Two or three years ago, I wrote a revised system that lies somewhere between the compromises of
PM3 and CM3 Text operations.  It uses the same data structure and invariants as the CM3 system,
so any values it produces are consistent with existing CM3-compiled code.  It partially flattens concatenated
strings, as in PM3, up to a point.  It also does some heuristic approximate rebalancing of concatenated
trees.  Between these, it achieves some significant performance advantages, though it loses some in
certain cases.

Both the PM3 and the CM3 system have performance problems when a Text is built up linearly,
left-to-right (or right-to-left) from single characters or short fragments.  This is a very
common pattern.  PM3 makes concatenation O(N), but accessing is O(1).  CM3 is the opposite.
Concatenation is O(1) but O(N) in accessing individual characters and substrings.  CM3 also
uses somewhere around an order of magnitude more memory for linearly-concatenated strings.

I posted a bunch of empirical performance numbers on this list, showing some of the tradeoffs
of my intermediate implementation.  I think it would represent a good middle ground.  Barring
that, I too would go back to the PM3 scheme, as the storage use and access time of the original
CM3 scheme can be pretty awful.

It never got put into the repository because I had the means to test only for LINUXLIBC6 and
AMD64_LINUX.  It is pretty thoroughly tested on those platforms.  It's hard to imagine
target-dependent bugs, but who hasn't been wrong about that before?

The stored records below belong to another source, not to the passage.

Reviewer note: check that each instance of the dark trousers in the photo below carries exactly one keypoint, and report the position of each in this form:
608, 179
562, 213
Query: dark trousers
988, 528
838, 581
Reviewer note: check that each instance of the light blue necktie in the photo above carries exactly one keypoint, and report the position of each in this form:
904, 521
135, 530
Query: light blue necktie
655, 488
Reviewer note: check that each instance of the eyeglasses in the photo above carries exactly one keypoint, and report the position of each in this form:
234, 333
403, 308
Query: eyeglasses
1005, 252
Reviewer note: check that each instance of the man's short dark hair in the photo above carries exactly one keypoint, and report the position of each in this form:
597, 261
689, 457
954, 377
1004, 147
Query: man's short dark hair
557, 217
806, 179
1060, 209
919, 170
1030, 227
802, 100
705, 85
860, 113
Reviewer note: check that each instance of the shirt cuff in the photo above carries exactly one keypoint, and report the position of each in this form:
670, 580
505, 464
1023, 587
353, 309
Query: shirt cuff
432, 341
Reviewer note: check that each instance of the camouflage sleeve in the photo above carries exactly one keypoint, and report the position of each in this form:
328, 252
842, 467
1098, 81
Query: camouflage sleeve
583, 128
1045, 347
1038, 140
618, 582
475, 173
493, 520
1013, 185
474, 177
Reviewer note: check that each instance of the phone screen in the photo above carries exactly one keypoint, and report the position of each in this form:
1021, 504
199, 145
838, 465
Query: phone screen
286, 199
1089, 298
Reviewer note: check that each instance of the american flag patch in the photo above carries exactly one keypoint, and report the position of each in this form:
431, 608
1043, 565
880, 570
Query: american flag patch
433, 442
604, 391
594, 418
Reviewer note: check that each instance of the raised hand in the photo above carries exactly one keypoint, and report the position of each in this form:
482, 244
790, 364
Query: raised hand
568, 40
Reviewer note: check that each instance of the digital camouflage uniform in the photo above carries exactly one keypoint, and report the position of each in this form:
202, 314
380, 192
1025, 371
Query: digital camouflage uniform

Perhaps we could get its test program into the automated system on the many platforms,
then consider using it.

> I think cm3's reasoning was pretty natural once they decided (because of task at hand, JVM) to create WIDECHAR as standard type.  Next was W"" literal, and one thing was following another. When this proved itself as efficient for their needs, it was cemented.
>
> I would like  to know if anybody would object to  reimplementation of TextCat module? I can make it, no problem, as people are not going to lynch me :).
>
> Dirk, are you covering Unicode Collate with your Unicode implementation? Except for Unicode tables (and your earlier implementation of this is very useful) and UTF handling/operations (I have this, very complete), Unicode Collate remain biggest remaining obstacle for full incorporation of Unicode/UTF8 into cm3.
>
> dd
>
> On Apr 25, 2013, at 10:12 PM, Dirk Muysers wrote:
>
>> I would myself like M3 to step back to the good old
>> SRC-PM3 text system (but UTF-8 encoded)
>> preferably to  the actual dual CHAR-WCHAR text
>> machinery).
>